Max Jacob (; 12 July 1876 – 5 March 1944) was a French poet, painter, writer, and critic.

Life and career

After spending his childhood in Quimper, Brittany, he enrolled in the Paris Colonial School, which he left in 1897 for an artistic career. He was one of the first friends Pablo Picasso made in Paris. They met in the summer of 1901, and it was Jacob who helped the young artist learn French. Later, on the Boulevard Voltaire, he shared a room with Picasso, who remained a lifelong friend (and was included in his artwork Three Musicians). Jacob introduced him to Guillaume Apollinaire, who in turn introduced Picasso to Georges Braque.
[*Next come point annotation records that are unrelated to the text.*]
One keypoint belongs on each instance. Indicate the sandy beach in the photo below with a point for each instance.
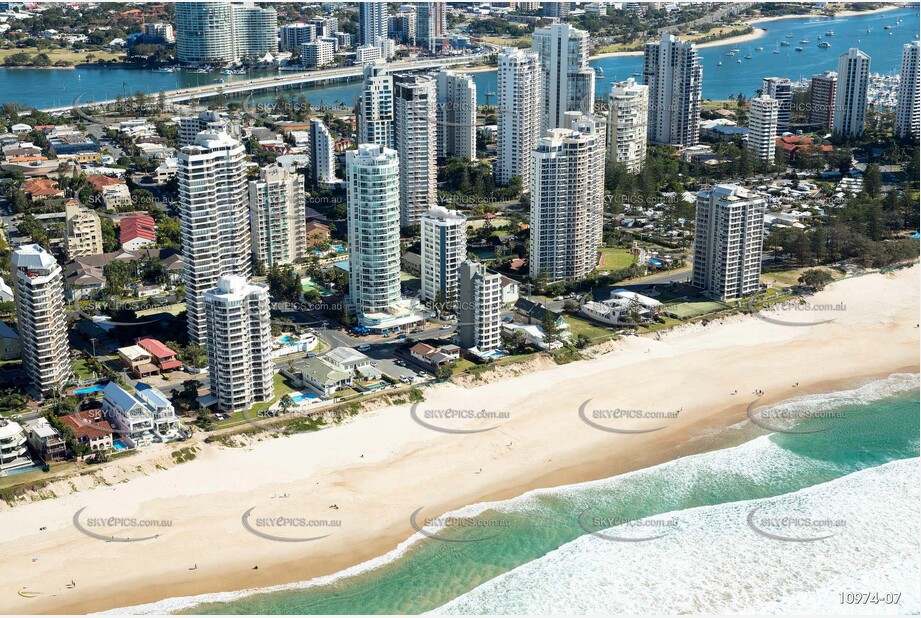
(380, 467)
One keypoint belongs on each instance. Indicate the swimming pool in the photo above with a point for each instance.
(88, 390)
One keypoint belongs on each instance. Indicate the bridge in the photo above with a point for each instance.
(283, 82)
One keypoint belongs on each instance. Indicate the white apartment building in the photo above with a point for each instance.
(240, 367)
(292, 36)
(479, 327)
(372, 23)
(567, 200)
(142, 418)
(322, 154)
(851, 92)
(415, 140)
(40, 319)
(908, 109)
(517, 114)
(223, 33)
(375, 106)
(672, 70)
(209, 121)
(431, 25)
(822, 99)
(213, 219)
(568, 83)
(444, 247)
(83, 233)
(762, 127)
(728, 242)
(317, 54)
(278, 216)
(456, 116)
(374, 228)
(628, 113)
(781, 90)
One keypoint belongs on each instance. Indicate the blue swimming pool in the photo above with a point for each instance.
(88, 390)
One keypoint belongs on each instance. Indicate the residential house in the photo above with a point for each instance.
(44, 440)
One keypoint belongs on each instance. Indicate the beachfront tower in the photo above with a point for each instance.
(781, 90)
(568, 83)
(240, 367)
(517, 115)
(762, 127)
(728, 242)
(415, 137)
(444, 247)
(39, 298)
(908, 110)
(479, 305)
(374, 228)
(213, 219)
(567, 192)
(851, 93)
(456, 120)
(628, 113)
(672, 70)
(278, 217)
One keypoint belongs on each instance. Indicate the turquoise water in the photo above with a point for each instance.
(870, 426)
(55, 88)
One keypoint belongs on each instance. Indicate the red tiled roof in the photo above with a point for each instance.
(41, 187)
(87, 424)
(138, 226)
(98, 181)
(156, 348)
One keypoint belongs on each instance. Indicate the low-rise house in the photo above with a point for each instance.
(141, 418)
(162, 356)
(14, 450)
(137, 360)
(322, 377)
(44, 440)
(91, 428)
(116, 196)
(137, 231)
(436, 357)
(9, 343)
(41, 189)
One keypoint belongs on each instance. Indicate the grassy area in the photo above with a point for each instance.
(595, 333)
(791, 277)
(684, 311)
(615, 259)
(282, 388)
(67, 55)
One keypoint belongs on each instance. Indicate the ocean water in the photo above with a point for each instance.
(698, 501)
(44, 88)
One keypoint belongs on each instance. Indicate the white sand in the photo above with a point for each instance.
(405, 466)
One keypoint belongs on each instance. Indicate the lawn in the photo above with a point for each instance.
(594, 332)
(63, 54)
(683, 311)
(616, 259)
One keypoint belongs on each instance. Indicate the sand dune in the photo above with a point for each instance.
(379, 468)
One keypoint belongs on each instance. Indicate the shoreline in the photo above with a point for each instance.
(385, 464)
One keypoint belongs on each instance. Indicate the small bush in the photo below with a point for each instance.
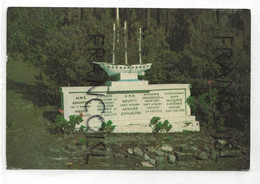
(107, 127)
(158, 126)
(64, 126)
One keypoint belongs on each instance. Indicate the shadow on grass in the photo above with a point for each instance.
(37, 93)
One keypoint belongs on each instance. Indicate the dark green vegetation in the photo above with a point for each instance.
(157, 126)
(210, 49)
(50, 47)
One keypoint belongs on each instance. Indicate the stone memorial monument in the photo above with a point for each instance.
(129, 103)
He would become close friends with Jean Cocteau, Jean Hugo, Christopher Wood and Amedeo Modigliani, who painted his portrait in 1916.  He also befriended and encouraged the artist Romanin, otherwise known as French politician and future Resistance leader Jean Moulin.  Moulin's famous nom de guerre Max is presumed to be selected in honor of Jacob.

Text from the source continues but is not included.